Sous le soleil équatorial de Guyane, les vestiges d’une coopération spatiale désormais révolue se fondent peu à peu dans le paysage. L’ancienne zone de lancement des fusées russes Soyouz, située au Centre spatial guyanais, est en cours de reconversion complète. Les équipes de la start-up française MaiaSpace, à qui le site a été attribué, œuvrent désormais à effacer les traces de l’ère russe pour préparer l’arrivée de leur propre lanceur.

Les lieux portent encore les stigmates d’un départ précipité. Dans les bâtiments administratifs, des affiches et des consignes de sécurité en cyrillique demeurent accrochées aux murs, tandis que du papier à en-tête aux motifs hivernaux rappelle l’origine des anciens occupants.
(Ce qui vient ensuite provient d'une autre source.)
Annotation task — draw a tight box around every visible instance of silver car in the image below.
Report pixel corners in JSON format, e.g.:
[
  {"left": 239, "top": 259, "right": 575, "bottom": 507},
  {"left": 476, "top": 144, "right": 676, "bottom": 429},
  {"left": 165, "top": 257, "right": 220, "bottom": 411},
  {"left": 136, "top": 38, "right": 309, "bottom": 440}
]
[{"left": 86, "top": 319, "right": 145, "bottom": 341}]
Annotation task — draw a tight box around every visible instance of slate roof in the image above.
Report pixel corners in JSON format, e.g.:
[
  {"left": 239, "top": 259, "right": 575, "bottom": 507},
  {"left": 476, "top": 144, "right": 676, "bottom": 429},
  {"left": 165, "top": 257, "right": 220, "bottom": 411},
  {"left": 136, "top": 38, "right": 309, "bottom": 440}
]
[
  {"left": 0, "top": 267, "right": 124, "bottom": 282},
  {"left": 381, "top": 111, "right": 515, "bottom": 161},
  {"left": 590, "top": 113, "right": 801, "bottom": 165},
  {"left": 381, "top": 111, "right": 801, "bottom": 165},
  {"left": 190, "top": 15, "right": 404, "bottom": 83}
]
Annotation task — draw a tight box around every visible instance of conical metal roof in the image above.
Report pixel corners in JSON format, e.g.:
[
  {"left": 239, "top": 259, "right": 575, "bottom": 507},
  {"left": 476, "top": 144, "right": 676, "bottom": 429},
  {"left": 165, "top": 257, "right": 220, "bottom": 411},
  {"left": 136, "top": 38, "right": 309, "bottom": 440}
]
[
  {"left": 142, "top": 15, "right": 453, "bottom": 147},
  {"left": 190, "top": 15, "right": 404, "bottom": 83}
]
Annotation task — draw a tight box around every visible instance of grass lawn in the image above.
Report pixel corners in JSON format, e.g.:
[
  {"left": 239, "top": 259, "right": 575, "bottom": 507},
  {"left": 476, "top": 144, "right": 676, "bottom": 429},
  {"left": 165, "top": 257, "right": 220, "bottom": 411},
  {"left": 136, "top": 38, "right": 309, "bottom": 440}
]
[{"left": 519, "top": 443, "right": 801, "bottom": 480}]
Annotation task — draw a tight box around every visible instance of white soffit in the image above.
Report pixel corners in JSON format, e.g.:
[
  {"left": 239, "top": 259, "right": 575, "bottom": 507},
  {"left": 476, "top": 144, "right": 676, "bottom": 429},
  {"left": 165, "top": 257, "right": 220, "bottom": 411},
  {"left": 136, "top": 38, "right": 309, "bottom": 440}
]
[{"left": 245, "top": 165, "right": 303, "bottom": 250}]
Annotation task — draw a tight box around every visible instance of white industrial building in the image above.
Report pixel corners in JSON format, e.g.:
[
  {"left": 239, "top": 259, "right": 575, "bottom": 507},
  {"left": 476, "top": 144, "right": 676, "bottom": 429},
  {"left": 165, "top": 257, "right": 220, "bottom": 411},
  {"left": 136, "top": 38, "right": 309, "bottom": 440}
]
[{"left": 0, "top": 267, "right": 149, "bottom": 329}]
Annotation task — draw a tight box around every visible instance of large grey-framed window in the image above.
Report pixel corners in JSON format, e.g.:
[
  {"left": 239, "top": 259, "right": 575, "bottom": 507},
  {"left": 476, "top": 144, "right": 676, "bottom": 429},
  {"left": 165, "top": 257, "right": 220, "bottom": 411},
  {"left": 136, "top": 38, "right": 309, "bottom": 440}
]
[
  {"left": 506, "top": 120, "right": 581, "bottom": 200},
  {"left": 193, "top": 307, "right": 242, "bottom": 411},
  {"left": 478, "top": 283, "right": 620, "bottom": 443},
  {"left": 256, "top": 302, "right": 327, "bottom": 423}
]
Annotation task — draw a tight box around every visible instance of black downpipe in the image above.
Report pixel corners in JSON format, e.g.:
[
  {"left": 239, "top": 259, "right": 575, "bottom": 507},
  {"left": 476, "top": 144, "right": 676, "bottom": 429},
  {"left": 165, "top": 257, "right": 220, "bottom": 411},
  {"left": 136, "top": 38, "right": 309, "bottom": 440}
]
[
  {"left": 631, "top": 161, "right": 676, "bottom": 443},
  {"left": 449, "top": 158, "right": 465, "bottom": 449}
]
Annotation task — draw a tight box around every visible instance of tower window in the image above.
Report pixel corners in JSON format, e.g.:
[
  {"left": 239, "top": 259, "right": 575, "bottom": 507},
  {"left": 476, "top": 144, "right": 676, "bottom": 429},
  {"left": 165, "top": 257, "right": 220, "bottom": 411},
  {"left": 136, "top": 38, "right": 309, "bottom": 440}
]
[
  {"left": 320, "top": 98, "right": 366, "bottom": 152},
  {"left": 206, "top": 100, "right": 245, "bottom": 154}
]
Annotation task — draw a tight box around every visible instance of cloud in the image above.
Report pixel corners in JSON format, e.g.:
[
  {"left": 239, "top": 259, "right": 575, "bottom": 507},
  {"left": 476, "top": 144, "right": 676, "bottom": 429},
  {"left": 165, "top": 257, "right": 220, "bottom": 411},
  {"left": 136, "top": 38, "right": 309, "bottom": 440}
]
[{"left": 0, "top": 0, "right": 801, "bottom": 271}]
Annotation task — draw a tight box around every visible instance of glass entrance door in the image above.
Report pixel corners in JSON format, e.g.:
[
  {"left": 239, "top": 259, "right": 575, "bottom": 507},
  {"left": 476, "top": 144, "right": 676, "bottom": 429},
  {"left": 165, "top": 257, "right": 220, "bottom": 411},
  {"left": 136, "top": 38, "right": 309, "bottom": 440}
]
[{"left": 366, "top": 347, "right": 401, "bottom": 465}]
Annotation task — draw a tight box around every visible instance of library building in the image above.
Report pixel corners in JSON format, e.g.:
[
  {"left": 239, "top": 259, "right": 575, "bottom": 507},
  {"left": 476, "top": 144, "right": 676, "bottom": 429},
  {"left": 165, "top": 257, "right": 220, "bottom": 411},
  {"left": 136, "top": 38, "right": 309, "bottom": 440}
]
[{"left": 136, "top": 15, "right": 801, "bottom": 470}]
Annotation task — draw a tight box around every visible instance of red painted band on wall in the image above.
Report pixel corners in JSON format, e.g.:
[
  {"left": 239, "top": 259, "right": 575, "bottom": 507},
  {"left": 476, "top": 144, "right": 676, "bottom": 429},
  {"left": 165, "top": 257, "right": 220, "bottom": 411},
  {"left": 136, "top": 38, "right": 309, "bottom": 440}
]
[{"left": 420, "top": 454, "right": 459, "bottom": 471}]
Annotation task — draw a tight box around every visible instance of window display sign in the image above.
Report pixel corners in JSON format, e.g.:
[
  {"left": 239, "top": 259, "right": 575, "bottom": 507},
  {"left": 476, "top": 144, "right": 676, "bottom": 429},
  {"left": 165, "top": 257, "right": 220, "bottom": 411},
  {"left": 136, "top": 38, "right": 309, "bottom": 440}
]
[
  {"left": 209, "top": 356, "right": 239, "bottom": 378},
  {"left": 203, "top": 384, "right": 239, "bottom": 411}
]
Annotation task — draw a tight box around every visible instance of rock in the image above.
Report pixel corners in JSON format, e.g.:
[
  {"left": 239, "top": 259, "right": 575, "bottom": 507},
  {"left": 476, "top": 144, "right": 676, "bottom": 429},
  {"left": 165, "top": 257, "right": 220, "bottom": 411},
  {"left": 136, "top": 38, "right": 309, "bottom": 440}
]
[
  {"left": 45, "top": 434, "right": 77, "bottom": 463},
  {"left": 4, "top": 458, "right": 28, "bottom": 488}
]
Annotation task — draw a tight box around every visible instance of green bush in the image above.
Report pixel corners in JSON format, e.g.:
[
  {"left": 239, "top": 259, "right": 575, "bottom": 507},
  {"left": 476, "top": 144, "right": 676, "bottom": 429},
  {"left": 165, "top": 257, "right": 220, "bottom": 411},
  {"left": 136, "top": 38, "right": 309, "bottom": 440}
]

À l’extérieur, les infrastructures massives, dont les imposants bras de maintien peints aux couleurs qui évoquent aujourd’hui un autre conflit, attendent leur démantèlement.

Le processus de transformation est engagé. Une maquette à l’échelle réelle d’une Soyouz, utilisée pour des tests techniques, est promise à la ferraille une fois sa mission achevée. Seuls certains éléments, comme les rails de transfert ou les paratonnerres, seront conservés et intégrés au nouvel écosystème. Cette démarche pragmatique, bien que suscitant une certaine nostalgie chez certains acteurs historiques du spatial guyanais, incarne une volonté de tourner résolument une page.

L’ambition est désormais tournée vers l’avenir. Le site doit être adapté aux spécificités du lanceur Maia, qui sera assemblé à l’horizontale et amené sur sa table de lancement au dernier moment, une configuration différente de celle de son prédécesseur. Si le hall d’intégration apparaît encore vide, les travaux préparatoires avancent en coulisses pour respecter le calendrier visant un premier vol. Cette reconversion symbolise ainsi la transition d’une ère de coopération internationale vers un nouveau chapitre, marqué par l’émergence d’acteurs privés européens dans la course à l’espace.